At Air Serv, the tactic might be especially effective—partly because of Argenbright’s shady history, but also because unions have already made inroads in other corners of security at local airports. TSA screeners are unionized. So is the Port Authority Police. And in the past two years, 32BJ successfully unionized security contractors working for FJC, a Long Island security company that provides perimeter, cargo, and vehicle security at New York’s three major airports. 32BJ instituted a new 40-hour training program for FJC employees, but also nearly doubled their wages. FJC airport-security officers now start at more than $16 an hour.

Rob Hill, the organizing director for the union, says the difference in training standards and pay can be a point of leverage.

“You have people going to the airport, where the peripheral security that the Port Authority controls are at one standard,” Hill says. But once inside the terminal, “it’s still low-bid, whatever contractor will do it the cheapest and therefore pay their workers the least with the least benefits. I don’t know if the public knows that for the officers, it’s still a poverty job at the airport, where you’d think security would be the highest priority.”

32BJ is still in the early phases of planning a campaign, but if it does get involved, it will work for better training and pay for airline contractors across the metro area.

“You can’t make change working on one contractor at a time, because the airlines just change contractors,” Hill says. “You need to get everyone to agree to a new standard, so all the contractors are competing on an even field.”

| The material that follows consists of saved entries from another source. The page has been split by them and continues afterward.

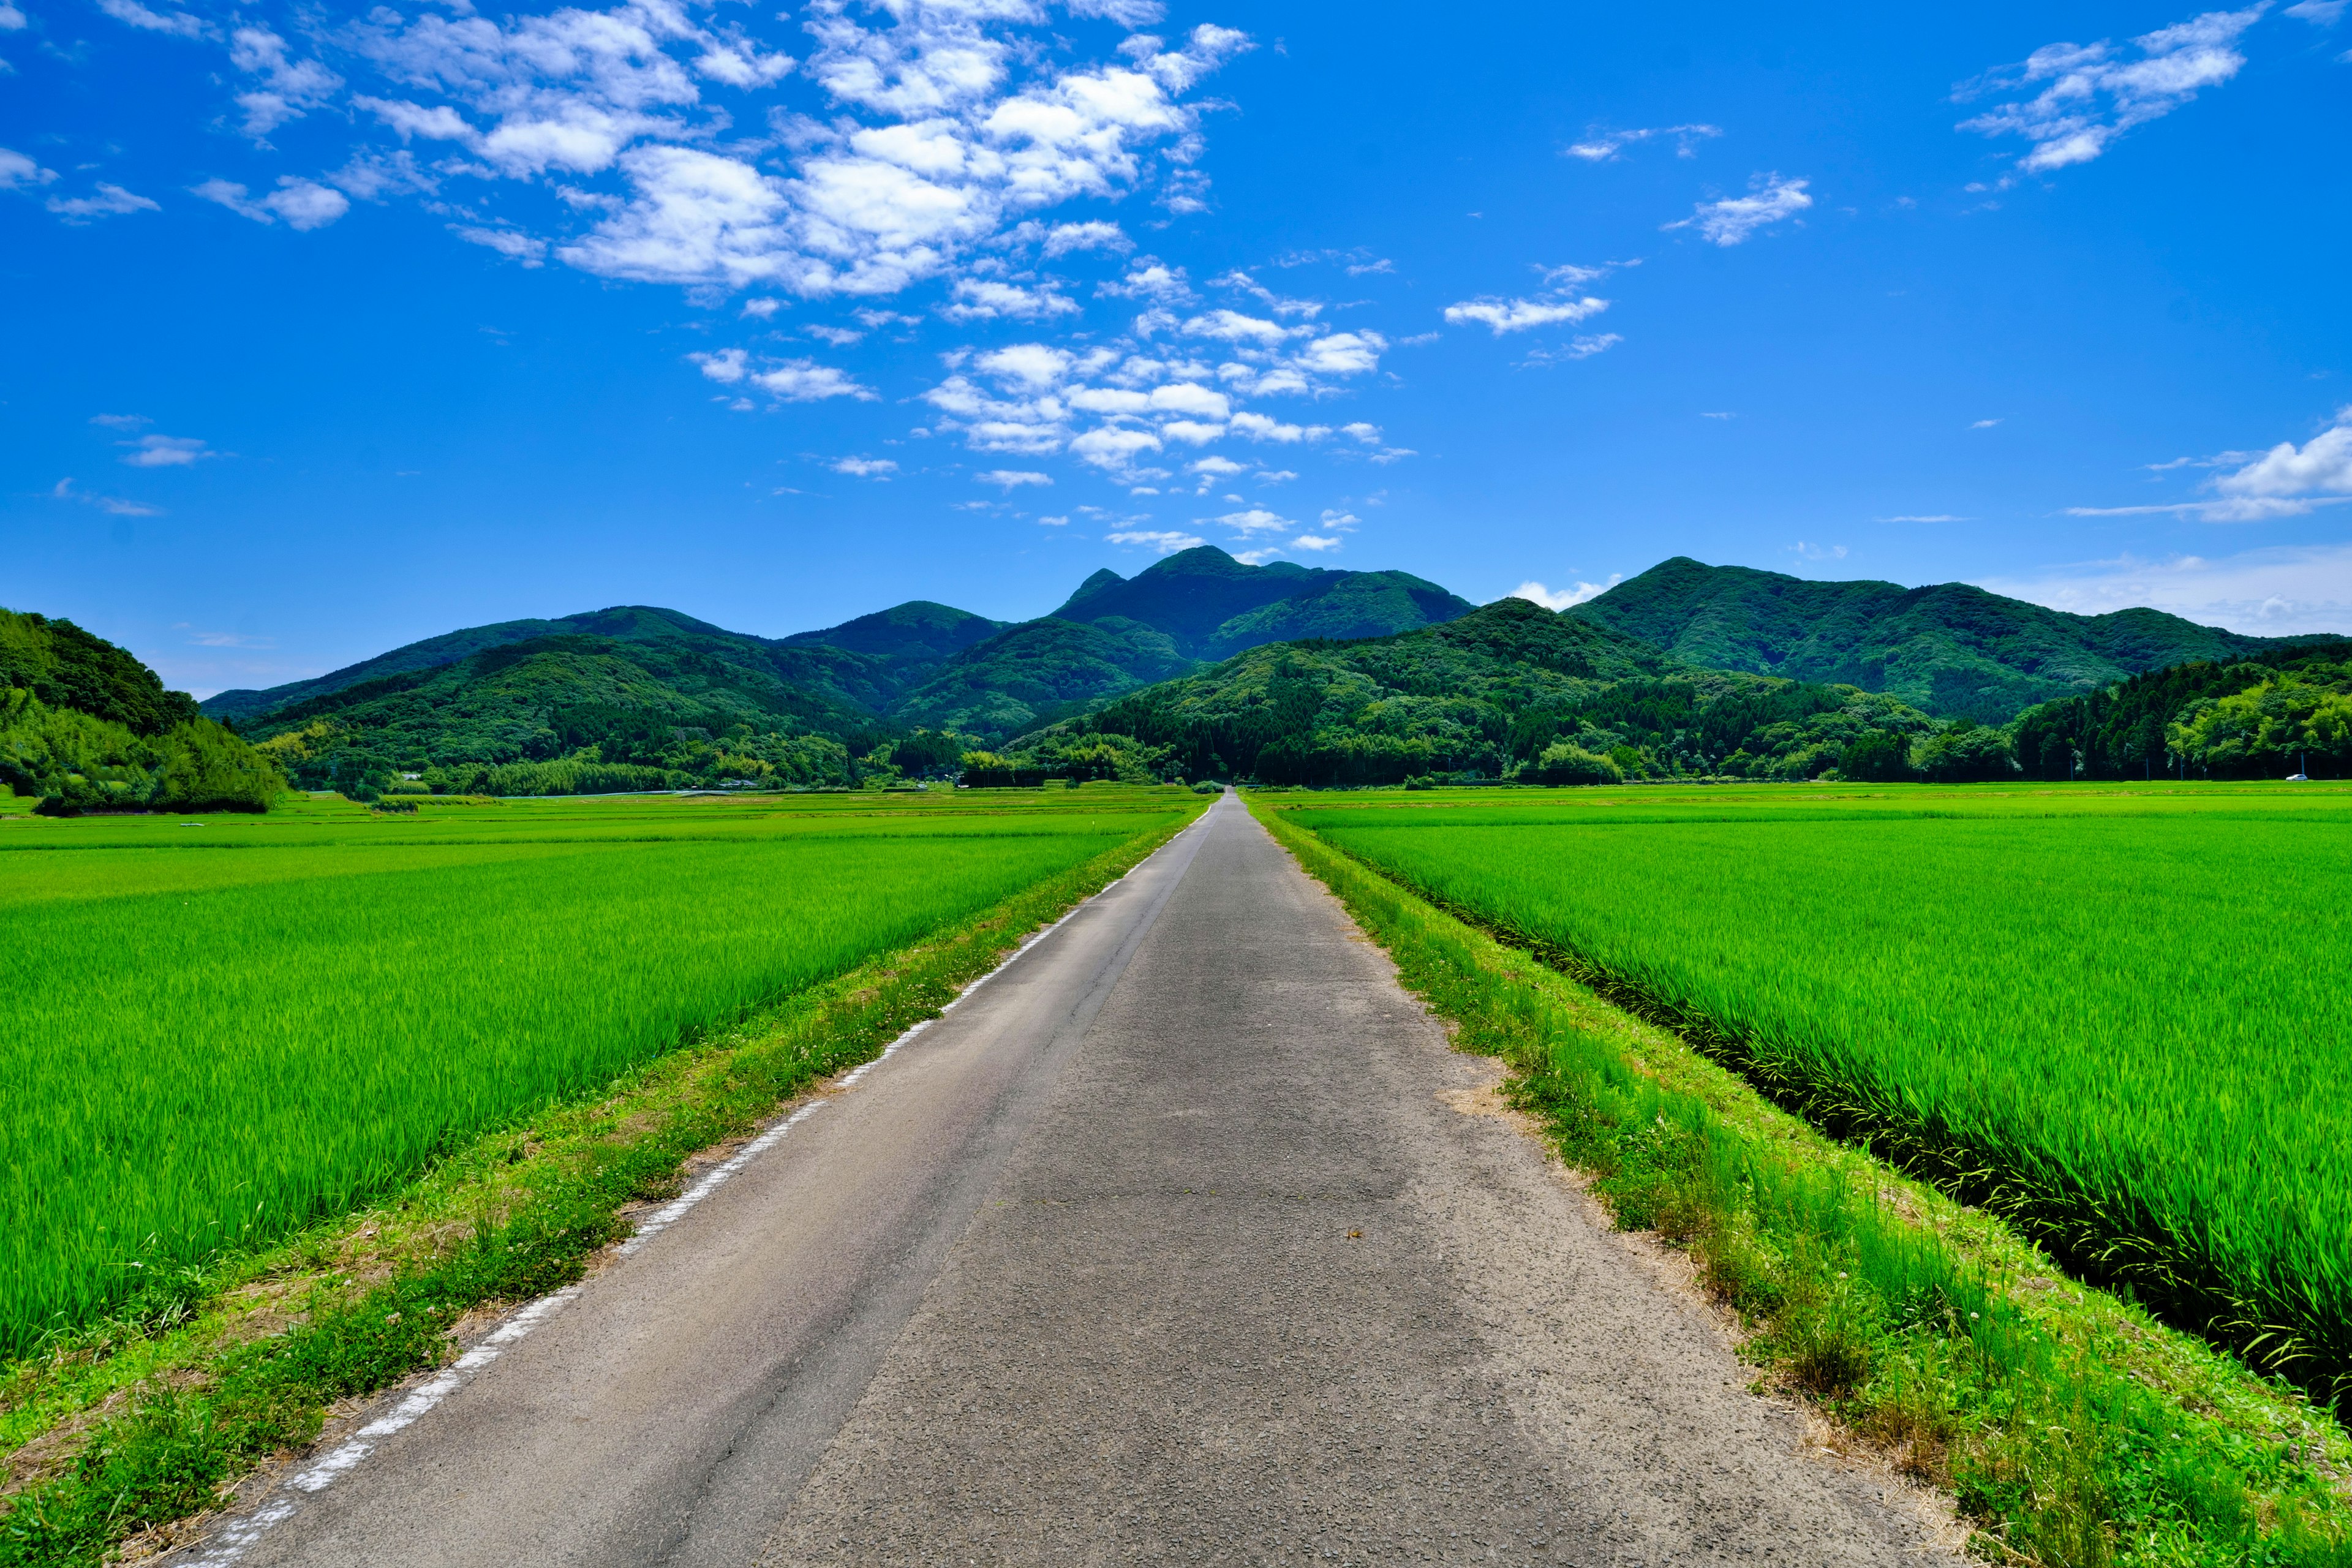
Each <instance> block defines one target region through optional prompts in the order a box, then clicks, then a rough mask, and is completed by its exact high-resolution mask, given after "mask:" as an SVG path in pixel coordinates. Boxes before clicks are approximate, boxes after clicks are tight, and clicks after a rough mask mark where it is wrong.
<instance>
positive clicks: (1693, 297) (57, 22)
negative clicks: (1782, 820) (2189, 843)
mask: <svg viewBox="0 0 2352 1568" xmlns="http://www.w3.org/2000/svg"><path fill="white" fill-rule="evenodd" d="M2347 9H2352V7H2347V0H2300V2H2296V5H2277V2H2272V5H2253V7H2246V9H2227V12H2192V9H2185V7H2180V5H2122V2H2117V5H2070V7H2046V5H2037V7H2025V5H1978V7H1806V9H1802V12H1797V9H1792V7H1752V5H1682V7H1585V5H1545V7H1484V9H1472V7H1402V5H1364V2H1352V5H1282V7H1277V5H1251V2H1214V5H1192V2H1188V0H1167V5H1162V2H1160V0H1061V2H1056V5H1044V2H1042V0H1035V2H1033V0H891V2H889V5H856V2H828V5H788V7H776V5H769V2H764V0H762V2H760V5H739V2H731V0H729V2H722V5H684V2H677V0H635V2H626V5H609V7H595V5H590V7H534V9H515V12H508V9H496V7H494V5H485V7H482V9H475V7H473V5H468V0H437V2H426V0H386V2H383V5H374V7H358V5H350V7H332V5H303V7H289V5H252V7H228V5H181V2H179V0H0V61H5V68H0V223H5V230H0V275H5V287H7V294H9V299H12V308H9V329H7V334H5V346H0V604H9V607H19V609H40V611H47V614H61V616H71V618H75V621H80V623H85V625H89V628H92V630H96V632H101V635H108V637H115V639H120V642H125V644H129V646H132V649H136V651H139V654H141V656H143V658H148V661H151V663H155V665H158V668H160V670H162V672H165V675H167V677H169V679H172V682H176V684H186V686H188V689H193V691H200V693H202V691H212V689H221V686H249V684H273V682H280V679H294V677H303V675H315V672H320V670H327V668H334V665H341V663H348V661H355V658H362V656H367V654H376V651H381V649H386V646H393V644H400V642H409V639H414V637H423V635H433V632H440V630H449V628H456V625H470V623H482V621H499V618H513V616H546V614H564V611H579V609H595V607H604V604H621V602H652V604H668V607H675V609H684V611H689V614H696V616H703V618H710V621H717V623H722V625H729V628H736V630H750V632H769V635H781V632H790V630H802V628H814V625H828V623H833V621H842V618H847V616H854V614H861V611H868V609H877V607H884V604H894V602H898V599H910V597H929V599H943V602H950V604H962V607H967V609H974V611H983V614H990V616H1004V618H1016V616H1033V614H1042V611H1047V609H1051V607H1054V604H1056V602H1061V597H1065V595H1068V590H1070V588H1073V585H1075V583H1077V581H1080V578H1084V576H1087V574H1089V571H1094V569H1096V567H1105V564H1108V567H1112V569H1117V571H1122V574H1131V571H1136V569H1141V567H1145V564H1150V562H1152V559H1155V555H1157V552H1162V550H1169V548H1183V545H1185V543H1192V541H1209V543H1218V545H1225V548H1230V550H1235V552H1237V555H1240V552H1251V557H1256V559H1296V562H1303V564H1334V567H1402V569H1409V571H1416V574H1423V576H1428V578H1435V581H1439V583H1444V585H1449V588H1454V590H1456V592H1463V595H1468V597H1472V599H1489V597H1498V595H1505V592H1512V590H1524V592H1531V595H1543V597H1548V599H1550V602H1555V604H1557V602H1569V599H1571V597H1576V595H1588V592H1595V590H1597V588H1599V585H1606V583H1609V581H1613V578H1616V576H1630V574H1635V571H1642V569H1644V567H1649V564H1653V562H1658V559H1663V557H1668V555H1696V557H1700V559H1708V562H1743V564H1755V567H1771V569H1783V571H1797V574H1802V576H1837V578H1853V576H1870V578H1891V581H1898V583H1931V581H1952V578H1959V581H1978V583H1985V585H1990V588H1997V590H2002V592H2016V595H2023V597H2032V599H2039V602H2049V604H2058V607H2067V609H2089V611H2098V609H2114V607H2122V604H2159V607H2164V609H2173V611H2178V614H2190V616H2197V618H2204V621H2218V623H2225V625H2237V628H2244V630H2352V510H2347V508H2345V505H2338V503H2343V501H2352V331H2347V329H2352V301H2347V287H2345V277H2347V261H2345V259H2347V254H2352V244H2347V240H2352V219H2347V214H2352V200H2347V195H2352V165H2347V160H2345V158H2343V150H2345V146H2352V14H2347ZM1936 12H1943V14H1936Z"/></svg>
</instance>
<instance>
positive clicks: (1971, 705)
mask: <svg viewBox="0 0 2352 1568" xmlns="http://www.w3.org/2000/svg"><path fill="white" fill-rule="evenodd" d="M1566 614H1571V616H1576V618H1581V621H1590V623H1595V625H1606V628H1611V630H1618V632H1625V635H1628V637H1639V639H1644V642H1651V644H1656V646H1661V649H1665V651H1670V654H1675V656H1677V658H1682V661H1686V663H1691V665H1705V668H1717V670H1748V672H1755V675H1785V677H1792V679H1806V682H1846V684H1853V686H1863V689H1865V691H1886V693H1891V696H1898V698H1903V701H1905V703H1910V705H1912V708H1919V710H1924V712H1931V715H1940V717H1966V719H1978V722H1980V724H2006V722H2009V719H2013V717H2016V715H2018V712H2023V710H2025V708H2030V705H2034V703H2044V701H2051V698H2063V696H2077V693H2086V691H2098V689H2103V686H2110V684H2114V682H2119V679H2126V677H2131V675H2140V672H2145V670H2159V668H2164V665H2176V663H2185V661H2223V663H2227V661H2232V658H2246V656H2253V654H2260V651H2265V649H2277V646H2286V644H2288V642H2291V639H2284V637H2246V635H2241V632H2230V630H2223V628H2216V625H2197V623H2194V621H2183V618H2180V616H2169V614H2164V611H2157V609H2119V611H2112V614H2105V616H2074V614H2065V611H2056V609H2044V607H2039V604H2027V602H2023V599H2006V597H2002V595H1994V592H1985V590H1983V588H1971V585H1966V583H1936V585H1929V588H1900V585H1896V583H1813V581H1806V578H1792V576H1783V574H1778V571H1755V569H1750V567H1708V564H1700V562H1693V559H1689V557H1682V555H1677V557H1675V559H1668V562H1661V564H1656V567H1651V569H1649V571H1644V574H1642V576H1637V578H1630V581H1625V583H1618V585H1616V588H1611V590H1609V592H1604V595H1599V597H1595V599H1588V602H1585V604H1578V607H1576V609H1571V611H1566Z"/></svg>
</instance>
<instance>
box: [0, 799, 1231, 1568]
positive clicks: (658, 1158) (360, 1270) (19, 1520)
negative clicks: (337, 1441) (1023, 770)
mask: <svg viewBox="0 0 2352 1568" xmlns="http://www.w3.org/2000/svg"><path fill="white" fill-rule="evenodd" d="M1131 804H1134V806H1145V804H1148V809H1150V816H1138V818H1134V820H1136V825H1138V832H1136V835H1134V837H1127V839H1124V842H1117V844H1115V846H1110V849H1105V851H1101V853H1096V856H1091V858H1087V860H1084V863H1080V865H1070V867H1063V870H1058V872H1051V875H1047V877H1042V879H1035V882H1033V884H1030V886H1023V889H1021V891H1016V893H1011V896H1009V898H1004V900H1000V903H995V905H993V907H988V910H983V912H976V914H969V917H964V919H957V922H950V924H943V926H938V929H934V931H929V933H927V936H922V938H920V940H915V943H910V945H903V947H898V950H894V952H887V954H880V957H873V959H868V961H866V964H861V966H856V969H851V971H849V973H840V976H835V978H830V980H823V983H818V985H811V987H807V990H802V992H797V994H793V997H786V999H781V1001H774V1004H769V1006H757V1009H750V1011H741V1013H736V1016H731V1020H727V1023H722V1025H720V1027H710V1030H703V1032H696V1034H691V1037H689V1039H687V1041H684V1044H682V1046H677V1048H673V1051H668V1053H663V1056H659V1058H652V1060H644V1063H637V1065H630V1067H626V1070H623V1072H619V1074H616V1077H609V1081H602V1084H597V1086H593V1088H590V1091H583V1093H574V1095H567V1098H562V1100H560V1103H555V1105H546V1107H541V1110H536V1112H534V1114H529V1117H524V1119H520V1121H508V1124H506V1126H499V1128H494V1131H489V1133H482V1135H475V1138H470V1140H463V1143H459V1145H456V1147H454V1150H452V1152H447V1157H442V1159H440V1161H437V1164H435V1166H433V1168H430V1171H428V1173H426V1175H421V1178H416V1180H412V1182H409V1185H405V1187H402V1190H397V1192H395V1194H390V1197H388V1199H383V1201H381V1204H379V1206H374V1208H367V1211H362V1213H346V1215H334V1218H322V1220H318V1222H313V1225H310V1227H306V1229H301V1232H299V1234H294V1237H289V1239H282V1241H278V1244H270V1246H256V1248H249V1251H235V1248H233V1251H226V1253H221V1255H214V1258H209V1260H205V1262H202V1265H200V1267H195V1269H188V1272H186V1276H183V1279H181V1281H179V1284H181V1288H176V1291H174V1293H172V1295H169V1300H167V1305H162V1307H160V1309H158V1302H155V1298H146V1300H141V1302H134V1305H125V1307H118V1309H115V1312H111V1314H108V1316H101V1319H96V1321H87V1324H82V1326H78V1328H73V1331H64V1333H56V1335H52V1338H49V1342H47V1345H45V1347H42V1349H40V1352H38V1354H31V1356H24V1359H16V1361H12V1363H5V1366H0V1453H5V1455H7V1460H5V1462H7V1481H5V1486H7V1490H5V1493H0V1509H5V1512H0V1566H5V1568H19V1566H24V1568H33V1566H35V1563H38V1566H42V1568H66V1566H80V1563H99V1561H106V1559H108V1556H111V1554H113V1552H118V1549H122V1544H125V1542H132V1540H134V1537H141V1544H167V1542H169V1540H174V1537H179V1535H183V1533H186V1523H183V1521H186V1519H188V1516H193V1514H200V1512H205V1509H212V1507H219V1505H221V1502H223V1500H226V1495H228V1488H233V1486H235V1483H238V1481H240V1479H242V1476H247V1474H249V1472H252V1469H254V1467H259V1465H263V1462H268V1460H270V1458H273V1455H285V1453H287V1450H294V1448H301V1446H303V1443H308V1441H310V1439H313V1436H318V1432H320V1429H322V1425H325V1422H327V1418H329V1415H332V1413H334V1408H336V1403H339V1401H348V1399H355V1396H365V1394H372V1392H376V1389H383V1387H390V1385H393V1382H400V1380H402V1378H407V1375H412V1373H419V1371H426V1368H435V1366H442V1363H447V1361H449V1359H454V1354H456V1342H459V1333H463V1331H470V1328H475V1326H480V1321H482V1314H485V1312H492V1309H499V1307H503V1305H513V1302H520V1300H527V1298H532V1295H541V1293H546V1291H553V1288H560V1286H564V1284H569V1281H574V1279H581V1276H583V1274H586V1269H588V1267H590V1265H593V1260H595V1255H597V1253H600V1251H602V1248H604V1246H609V1244H612V1241H619V1239H623V1237H626V1234H630V1215H633V1206H637V1204H652V1201H661V1199H668V1197H675V1192H680V1190H682V1180H684V1171H687V1164H689V1159H691V1157H694V1154H696V1152H701V1150H713V1145H724V1143H731V1140H739V1138H746V1135H750V1133H753V1131H755V1128H757V1126H760V1124H764V1121H767V1119H769V1117H771V1114H774V1112H776V1110H779V1105H781V1103H786V1100H790V1098H793V1095H797V1093H804V1091H809V1088H814V1086H818V1084H821V1081H823V1079H826V1077H830V1074H837V1072H844V1070H849V1067H854V1065H858V1063H866V1060H873V1058H875V1056H877V1053H880V1051H882V1046H887V1044H889V1041H891V1039H896V1037H898V1034H901V1032H903V1030H906V1027H908V1025H913V1023H917V1020H922V1018H934V1016H938V1009H941V1006H946V1004H948V1001H953V999H955V994H957V992H960V990H962V987H964V985H969V983H971V980H974V978H978V976H983V973H988V971H990V969H993V966H995V964H1000V961H1002V959H1004V954H1009V952H1011V950H1014V947H1016V945H1018V943H1021V938H1023V936H1025V933H1030V931H1035V929H1037V926H1042V924H1049V922H1051V919H1056V917H1058V914H1061V912H1065V910H1068V907H1070V905H1075V903H1080V900H1082V898H1089V896H1091V893H1096V891H1098V889H1103V886H1105V884H1110V882H1112V879H1117V877H1122V875H1124V872H1127V870H1129V867H1134V865H1136V863H1141V860H1143V858H1145V856H1148V853H1152V851H1155V849H1157V846H1160V844H1164V842H1167V839H1169V837H1174V835H1176V832H1178V830H1181V827H1183V825H1188V823H1190V820H1195V818H1197V816H1200V809H1202V806H1204V804H1207V802H1192V799H1176V797H1174V792H1167V797H1162V795H1152V797H1150V799H1148V802H1143V799H1138V802H1131Z"/></svg>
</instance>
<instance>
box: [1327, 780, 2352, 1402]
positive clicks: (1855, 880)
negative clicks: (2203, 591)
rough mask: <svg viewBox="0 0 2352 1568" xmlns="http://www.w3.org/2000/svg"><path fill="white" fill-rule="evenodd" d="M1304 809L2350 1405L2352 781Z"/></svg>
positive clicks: (1327, 806)
mask: <svg viewBox="0 0 2352 1568" xmlns="http://www.w3.org/2000/svg"><path fill="white" fill-rule="evenodd" d="M1284 806H1291V802H1284ZM1289 818H1291V820H1294V823H1298V825H1303V827H1310V830H1312V832H1317V835H1319V837H1324V839H1327V842H1331V844H1334V846H1338V849H1343V851H1348V853H1352V856H1357V858H1362V860H1367V863H1371V865H1376V867H1381V870H1385V872H1390V875H1392V877H1397V879H1402V882H1406V884H1409V886H1414V889H1418V891H1425V893H1430V896H1435V898H1437V900H1442V903H1446V905H1451V907H1456V910H1463V912H1465V914H1470V917H1475V919H1479V922H1484V924H1489V926H1491V929H1498V931H1503V933H1508V936H1515V938H1519V940H1524V943H1529V945H1534V947H1536V950H1538V952H1545V954H1548V957H1555V959H1557V961H1562V964H1564V966H1569V969H1573V971H1578V973H1585V976H1590V978H1597V980H1602V983H1604V985H1613V987H1621V990H1623V992H1628V994H1637V997H1642V999H1646V1001H1651V1004H1656V1006H1658V1009H1663V1011H1668V1013H1672V1016H1675V1018H1679V1020H1682V1023H1684V1025H1686V1027H1689V1032H1693V1037H1696V1039H1698V1041H1700V1044H1703V1046H1708V1048H1712V1051H1717V1053H1719V1056H1724V1058H1726V1060H1733V1063H1736V1065H1740V1067H1743V1070H1745V1072H1748V1074H1750V1077H1752V1079H1755V1081H1759V1084H1762V1086H1764V1088H1769V1091H1773V1093H1778V1095H1780V1098H1783V1100H1788V1103H1795V1105H1802V1107H1804V1110H1806V1112H1809V1114H1813V1117H1816V1119H1818V1121H1823V1124H1828V1126H1832V1128H1837V1131H1844V1133H1849V1135H1858V1138H1867V1140H1872V1143H1875V1145H1877V1147H1879V1150H1882V1152H1886V1154H1891V1157H1896V1159H1900V1161H1903V1164H1910V1166H1912V1168H1917V1171H1922V1173H1929V1175H1933V1178H1938V1180H1943V1182H1945V1185H1950V1187H1955V1190H1957V1192H1962V1194H1966V1197H1971V1199H1973V1201H1983V1204H1987V1206H1992V1208H1999V1211H2004V1213H2009V1215H2011V1218H2018V1220H2020V1222H2025V1225H2027V1229H2032V1232H2034V1234H2039V1237H2042V1239H2044V1241H2051V1244H2053V1246H2056V1248H2058V1251H2060V1255H2065V1258H2067V1260H2072V1262H2074V1265H2077V1267H2084V1269H2086V1272H2089V1274H2093V1276H2103V1279H2112V1281H2122V1284H2126V1286H2131V1288H2133V1291H2138V1293H2140V1295H2143V1298H2145V1300H2150V1305H2157V1307H2159V1309H2166V1312H2171V1314H2176V1316H2180V1319H2183V1321H2185V1326H2190V1328H2199V1331H2206V1333H2213V1335H2216V1338H2220V1340H2225V1342H2232V1345H2237V1347H2239V1349H2244V1352H2249V1356H2251V1359H2253V1361H2256V1363H2258V1366H2270V1368H2279V1371H2286V1373H2288V1375H2293V1378H2296V1380H2298V1382H2303V1385H2305V1387H2310V1389H2314V1392H2319V1394H2324V1396H2331V1399H2336V1396H2343V1394H2345V1389H2347V1373H2352V1053H2347V1048H2345V1046H2347V1044H2352V985H2347V983H2345V976H2347V969H2352V792H2345V790H2331V788H2326V785H2256V788H2234V790H2232V788H2199V785H2187V788H2166V785H2157V788H2133V790H2119V788H2112V785H2100V788H2086V785H2067V788H2034V790H1990V788H1964V790H1926V788H1896V790H1877V792H1837V790H1785V788H1783V790H1693V792H1665V790H1573V792H1541V795H1538V792H1486V795H1472V792H1461V795H1451V792H1442V795H1435V797H1432V795H1385V797H1383V795H1364V797H1352V799H1341V802H1334V799H1329V797H1327V799H1322V802H1315V804H1305V802H1301V804H1296V806H1291V811H1289Z"/></svg>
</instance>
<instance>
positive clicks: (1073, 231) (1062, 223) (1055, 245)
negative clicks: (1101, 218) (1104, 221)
mask: <svg viewBox="0 0 2352 1568" xmlns="http://www.w3.org/2000/svg"><path fill="white" fill-rule="evenodd" d="M1131 249H1136V242H1134V240H1129V237H1127V233H1124V230H1122V228H1120V226H1117V223H1103V221H1091V223H1056V226H1054V228H1051V230H1047V237H1044V254H1047V256H1068V254H1070V252H1112V254H1124V252H1131Z"/></svg>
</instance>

Still in its early stages, the union’s campaign could take months or years to bear fruit. If it’s successful, Prince Jackson’s wages could double. Jackson says that would be great, but even a bump up to $10 an hour would make a huge difference in his life.

“I could almost pay my rent with that,” Jackson says. “Have a couple dollars left over even—not for me to save, but I could send my son $20 a week, take a little bit of the burden off of his mother.”